第六話
「いやー気がついてよかったよ。僕ん家の前に倒れていたときは何事かと思ったけれど、何事もなさそうだね。本当にびっくりしたよー。朝に郵便物を見ようと思ったら扉の目の前に女の子が倒れてるんだもの。あ、そうそう朝ごはん、時間的には昼だけれどなにか食べるかい?」
「いや……とりあえずお水を……」
体が思うように動かなかったので、上体を起こしてもらい、冷たい水を飲ませてもらった。
起こすなりペラペラと話始めるものだから、勢いに負けてうまく返すことができなかったので、水を飲んで一呼吸つけようと誤魔化してみた。
朝ごはん(昼ごはん?)を勧められたけれど、さっきの一連を見ている限り、きっととんでもない味だし、想像を絶する創造を通り越して、オリジナリティ溢れる一品になっているであろうものに手を付ける度胸はなかった。
それに振る舞ってもらったもので気を失うほど、失礼なこともないだろう。
……こんなこと考えること自体失礼なんだけれど。
たった一杯の水だけれど、だいぶ楽にはなった。ふぅ、と一息ついたところで
「んで、君はどうしてあんなところで倒れていたのかな?ここいらじゃ見ないし、どこかのペット、とかそういうんじゃないよね」
木でできた座り心地の悪そうな椅子をベッドまで引っ張ってきて、反対に置いて、背もたれに腕を起き、にへらと笑いながら話始めた。
「ペットだなんて失礼な」
ブスっとして「私にはちゃんと名前があるんですから、あるん……です……から……?私の、名前?あれ……?」とだんだん小さくなっていく自分の声。ブスっとした顔もいつの間にか呆然としていた。

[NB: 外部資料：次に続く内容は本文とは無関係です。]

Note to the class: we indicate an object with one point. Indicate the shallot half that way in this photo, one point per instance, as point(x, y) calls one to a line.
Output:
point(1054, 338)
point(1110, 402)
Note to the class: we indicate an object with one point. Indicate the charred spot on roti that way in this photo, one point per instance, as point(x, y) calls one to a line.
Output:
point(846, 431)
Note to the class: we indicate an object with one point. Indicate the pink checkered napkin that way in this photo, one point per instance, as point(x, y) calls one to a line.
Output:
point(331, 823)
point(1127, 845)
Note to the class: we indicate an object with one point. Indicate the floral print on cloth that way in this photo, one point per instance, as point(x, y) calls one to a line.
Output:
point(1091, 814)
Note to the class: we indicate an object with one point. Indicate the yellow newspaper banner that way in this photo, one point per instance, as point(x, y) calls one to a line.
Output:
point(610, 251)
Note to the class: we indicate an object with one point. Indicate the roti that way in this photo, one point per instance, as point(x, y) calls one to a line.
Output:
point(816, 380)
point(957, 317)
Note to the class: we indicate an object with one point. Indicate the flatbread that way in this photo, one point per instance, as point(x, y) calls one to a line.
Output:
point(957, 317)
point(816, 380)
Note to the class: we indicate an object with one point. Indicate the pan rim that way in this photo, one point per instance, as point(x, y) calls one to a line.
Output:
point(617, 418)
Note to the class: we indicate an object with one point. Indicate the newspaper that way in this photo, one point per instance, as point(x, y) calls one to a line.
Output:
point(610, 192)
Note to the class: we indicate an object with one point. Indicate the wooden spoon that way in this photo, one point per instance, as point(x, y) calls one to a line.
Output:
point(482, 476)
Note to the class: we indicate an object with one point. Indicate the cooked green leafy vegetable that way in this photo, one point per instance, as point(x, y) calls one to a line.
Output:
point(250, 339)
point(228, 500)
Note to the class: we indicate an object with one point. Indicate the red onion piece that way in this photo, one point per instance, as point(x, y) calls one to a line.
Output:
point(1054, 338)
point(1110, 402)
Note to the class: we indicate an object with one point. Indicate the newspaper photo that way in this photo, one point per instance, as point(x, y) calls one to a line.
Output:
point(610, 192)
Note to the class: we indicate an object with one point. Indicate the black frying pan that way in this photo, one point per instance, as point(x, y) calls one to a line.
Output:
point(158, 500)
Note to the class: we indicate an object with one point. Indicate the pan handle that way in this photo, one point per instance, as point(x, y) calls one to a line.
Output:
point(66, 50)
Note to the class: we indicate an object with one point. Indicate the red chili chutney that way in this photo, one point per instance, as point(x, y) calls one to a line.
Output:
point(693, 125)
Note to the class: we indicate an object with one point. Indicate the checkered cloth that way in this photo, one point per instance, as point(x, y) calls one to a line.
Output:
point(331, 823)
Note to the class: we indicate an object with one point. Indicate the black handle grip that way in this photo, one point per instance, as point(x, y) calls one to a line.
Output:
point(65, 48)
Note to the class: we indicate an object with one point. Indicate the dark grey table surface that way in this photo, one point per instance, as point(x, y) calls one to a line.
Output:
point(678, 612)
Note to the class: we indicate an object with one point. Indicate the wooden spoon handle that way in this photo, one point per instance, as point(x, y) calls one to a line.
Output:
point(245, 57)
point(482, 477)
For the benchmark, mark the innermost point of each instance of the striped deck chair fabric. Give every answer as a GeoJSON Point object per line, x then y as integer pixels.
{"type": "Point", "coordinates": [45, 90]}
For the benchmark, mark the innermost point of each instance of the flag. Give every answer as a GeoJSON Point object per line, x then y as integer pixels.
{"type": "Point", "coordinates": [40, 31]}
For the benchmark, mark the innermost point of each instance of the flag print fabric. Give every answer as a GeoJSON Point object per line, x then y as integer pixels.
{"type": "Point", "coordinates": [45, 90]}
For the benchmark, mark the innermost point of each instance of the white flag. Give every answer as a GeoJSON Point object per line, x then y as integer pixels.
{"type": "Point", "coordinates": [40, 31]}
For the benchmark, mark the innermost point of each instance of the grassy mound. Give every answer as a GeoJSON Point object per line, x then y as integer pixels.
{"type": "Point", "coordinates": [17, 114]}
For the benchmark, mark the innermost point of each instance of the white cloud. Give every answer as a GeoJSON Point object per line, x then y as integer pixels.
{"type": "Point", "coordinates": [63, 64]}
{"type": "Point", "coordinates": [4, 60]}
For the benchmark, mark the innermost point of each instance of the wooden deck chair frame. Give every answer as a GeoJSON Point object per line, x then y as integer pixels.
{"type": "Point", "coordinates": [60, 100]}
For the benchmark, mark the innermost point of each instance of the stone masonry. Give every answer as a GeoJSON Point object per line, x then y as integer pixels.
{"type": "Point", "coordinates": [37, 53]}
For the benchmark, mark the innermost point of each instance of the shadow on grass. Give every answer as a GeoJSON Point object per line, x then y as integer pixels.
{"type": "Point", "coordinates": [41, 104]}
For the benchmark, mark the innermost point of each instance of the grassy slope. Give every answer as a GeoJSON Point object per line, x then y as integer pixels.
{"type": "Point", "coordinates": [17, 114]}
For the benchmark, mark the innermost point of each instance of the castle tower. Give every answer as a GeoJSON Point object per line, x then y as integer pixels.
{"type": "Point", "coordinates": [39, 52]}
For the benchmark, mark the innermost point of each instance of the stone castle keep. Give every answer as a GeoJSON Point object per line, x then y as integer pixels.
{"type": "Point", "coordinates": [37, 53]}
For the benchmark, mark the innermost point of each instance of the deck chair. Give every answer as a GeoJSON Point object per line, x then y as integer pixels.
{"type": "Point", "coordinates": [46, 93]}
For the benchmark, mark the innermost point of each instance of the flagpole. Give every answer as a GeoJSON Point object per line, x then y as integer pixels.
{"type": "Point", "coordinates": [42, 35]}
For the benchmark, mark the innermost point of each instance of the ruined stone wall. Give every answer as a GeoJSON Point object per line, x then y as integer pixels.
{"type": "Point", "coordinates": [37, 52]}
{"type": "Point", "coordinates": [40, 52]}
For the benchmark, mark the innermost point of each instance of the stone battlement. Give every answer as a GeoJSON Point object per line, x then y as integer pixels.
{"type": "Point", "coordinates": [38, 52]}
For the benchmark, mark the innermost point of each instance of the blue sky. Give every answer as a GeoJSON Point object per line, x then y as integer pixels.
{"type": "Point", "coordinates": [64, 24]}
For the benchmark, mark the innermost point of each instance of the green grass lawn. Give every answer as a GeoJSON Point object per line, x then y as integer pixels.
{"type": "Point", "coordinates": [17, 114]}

うまく思い出せない。目が覚めた時よりも、前の記憶が思い浮かばない。真っ暗闇の中に入ったように何も。まっくらのまま。
じっとりと冷や汗が出てきた。手汗も自分でわかるくらい出ている。
「え?……あれ?私って……」
ふぅ……ため息をついて俯いた翠色の顔と空色の眼は、ちっとも笑っていなかった。むしろ悲しそうな顔をしていた。
そして、ぼそりと小さく「また、か……」と聞こえた。